Open BenVanzino opened 6 days ago
Hi @BenVanzino, thanks for raising the issue. For large vector datasets, the recommended approach would be using vector tiles as they are primarily designed for that. In the long run, it would be definitely nice to explore this possibility but not sure how huge a priority it is to the team right now. Currently, TerriaJS loads all data at once and then converts it to vector tiles on the fly, which should prevent performance issues with rendering. If you are experiencing any problems, please let us know.
Could you share some examples of the solutions you are referring to? If you're interested in exploring this further, we'd be happy to review a pull request.
Hi @zoran995,
Here are some examples:
https://services-ap1.arcgis.com/sRWrfkKjSushj6ql/ArcGIS/rest/services/speed_zones_v2/FeatureServer/0
Happy to explain further if the issue isn't apparent.
hi @BenVanzino @zoran995 this is the ticket that we'll actively take on as a priority to address the Esri Feature Services (part of the problem). Add support for Esri Vector Tile Services #6909
The current Esri Feature and WFS datasource implementations are not using BBOX extent limits in their API interactions. This is resulting in an unfiltered extent for the web service being requested for every interaction. This is not best practice for working with these kinds of spatial web services and leads to overload and timeout, failure to draw or general poor performance for the user.
Could these datasource interactions with terria use the map state bounding box to filter the interactions with the generated service requests as a fundamental improvement to how they work?
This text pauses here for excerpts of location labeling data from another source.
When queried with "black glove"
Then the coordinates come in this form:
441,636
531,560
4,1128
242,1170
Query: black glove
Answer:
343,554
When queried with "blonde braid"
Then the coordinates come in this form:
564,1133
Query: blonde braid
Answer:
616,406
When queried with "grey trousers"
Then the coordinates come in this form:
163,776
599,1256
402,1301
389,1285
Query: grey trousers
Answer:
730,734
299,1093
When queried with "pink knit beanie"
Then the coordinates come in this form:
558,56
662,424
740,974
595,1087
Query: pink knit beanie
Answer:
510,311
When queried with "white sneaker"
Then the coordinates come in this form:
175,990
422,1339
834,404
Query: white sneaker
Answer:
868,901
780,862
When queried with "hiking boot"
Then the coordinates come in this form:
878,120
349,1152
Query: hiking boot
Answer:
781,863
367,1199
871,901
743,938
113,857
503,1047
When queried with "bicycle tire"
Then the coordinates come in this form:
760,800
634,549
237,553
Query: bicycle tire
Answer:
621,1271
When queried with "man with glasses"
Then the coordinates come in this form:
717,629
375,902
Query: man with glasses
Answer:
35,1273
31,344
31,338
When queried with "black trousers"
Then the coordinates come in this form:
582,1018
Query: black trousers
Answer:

This is how best practice implementations are designed in spatial web applications and allows large feature count API interactions to be robust and performant. These requests are also tiled (3x3 or 4x4) extending slightly beyond current screen extent in many "good" implementations that i've seen.
This issue is repeatedly coming up with client use cases and interactions for our product and jeopardises our decision and use of TerriaJS as the foundation.